Cak semau pula ketentuan usia sato berupa kambing cak bagi dijadikan aqiqah yakni: sempurna dua tahun menurut ahli bahasa, ideal satu musim menurut para ahli fiqih, dan kamil satu tahun ikut dua musim pendapat dari Mazhab Hanafi.

Hikmah Aqiqah

Dilakukannya sebuah aqiqah merupakan bentuk terima kasih seorang muslim atas kehadirat Yang mahakuasa SWT, yang mutakadim menganugerahkan anak yang telah dilahirkan dari sepasang manusia di privat marcapada ini.
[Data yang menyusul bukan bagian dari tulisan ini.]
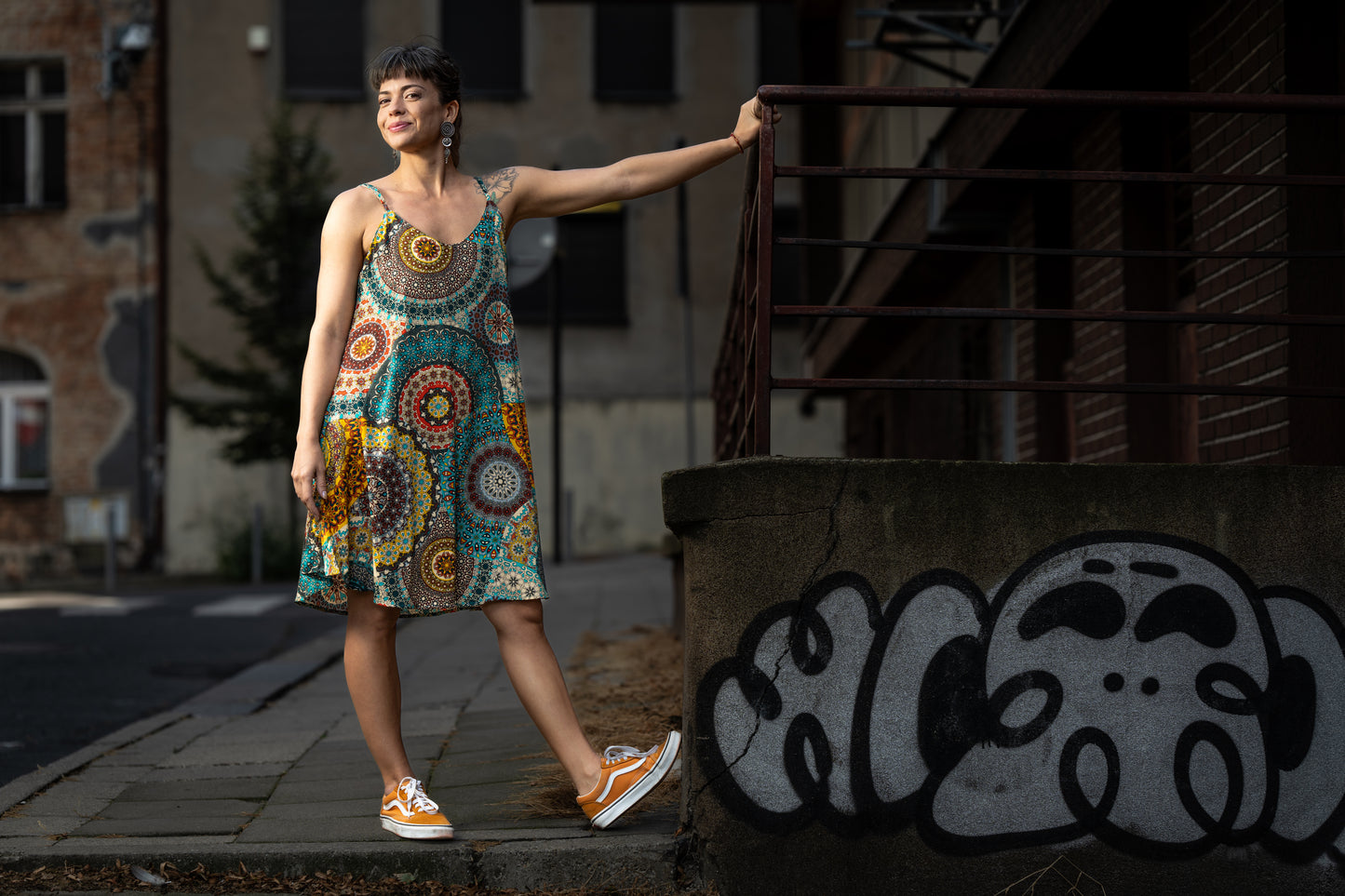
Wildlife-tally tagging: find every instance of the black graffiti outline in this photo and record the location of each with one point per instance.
(970, 715)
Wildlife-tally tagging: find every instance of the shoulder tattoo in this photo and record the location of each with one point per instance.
(501, 183)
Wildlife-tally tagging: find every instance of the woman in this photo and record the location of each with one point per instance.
(411, 451)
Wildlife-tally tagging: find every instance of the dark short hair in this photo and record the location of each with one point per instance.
(420, 60)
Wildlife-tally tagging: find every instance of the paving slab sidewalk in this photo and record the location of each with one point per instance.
(269, 767)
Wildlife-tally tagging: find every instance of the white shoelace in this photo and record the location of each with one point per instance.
(619, 754)
(413, 794)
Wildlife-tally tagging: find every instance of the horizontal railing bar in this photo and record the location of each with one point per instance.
(1037, 99)
(1032, 385)
(1058, 314)
(1084, 177)
(1048, 250)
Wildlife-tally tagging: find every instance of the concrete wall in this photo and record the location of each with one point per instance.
(930, 677)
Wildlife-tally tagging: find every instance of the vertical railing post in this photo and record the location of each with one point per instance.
(765, 237)
(749, 291)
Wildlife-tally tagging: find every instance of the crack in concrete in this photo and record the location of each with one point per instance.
(756, 728)
(834, 539)
(788, 515)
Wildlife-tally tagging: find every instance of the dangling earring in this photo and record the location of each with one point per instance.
(448, 130)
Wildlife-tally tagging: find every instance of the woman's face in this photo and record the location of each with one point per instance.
(410, 112)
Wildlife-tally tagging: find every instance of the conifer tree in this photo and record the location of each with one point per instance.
(268, 287)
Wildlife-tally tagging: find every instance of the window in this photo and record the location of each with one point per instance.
(324, 48)
(632, 51)
(486, 41)
(24, 416)
(591, 247)
(33, 133)
(777, 42)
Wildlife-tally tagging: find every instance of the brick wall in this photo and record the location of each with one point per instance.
(1239, 48)
(72, 274)
(1099, 350)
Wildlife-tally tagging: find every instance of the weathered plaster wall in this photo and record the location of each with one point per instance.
(937, 677)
Aqiqah ini adalah amalan yang disunnahkan dan melaksanakannya yaitu sebuah amalan nan penting buat mendekatkan diri pada Allah SWT.

Penyembelihan dari fauna aqiqah ini merupakan bentuk pelindungan diri dari godaan setan sesudah kelahiran anak.

Dan teristiadat diingat bahwa pelaksanaan dari penyembelihan dabat aqiqah merupakan suatu rahasia yang terkandung internal hukum yaitu kian agung.

Selain itu, adanya pelaksanaan penyembelihan hewan aqiqah ataupun diadakannya aqiqah sebagai rencana untuk memperkuat silaturahim antara masyarakat.

Di mana mereka berkumpul di satu tempat untuk menjabat kelahiran seorang anak. Dan Allah menjadikan perumpamaan hari ketujuh untuk melaksanakan aqiqah untuk mereka menunjukan rasa syukurnya kepada Allah SWT.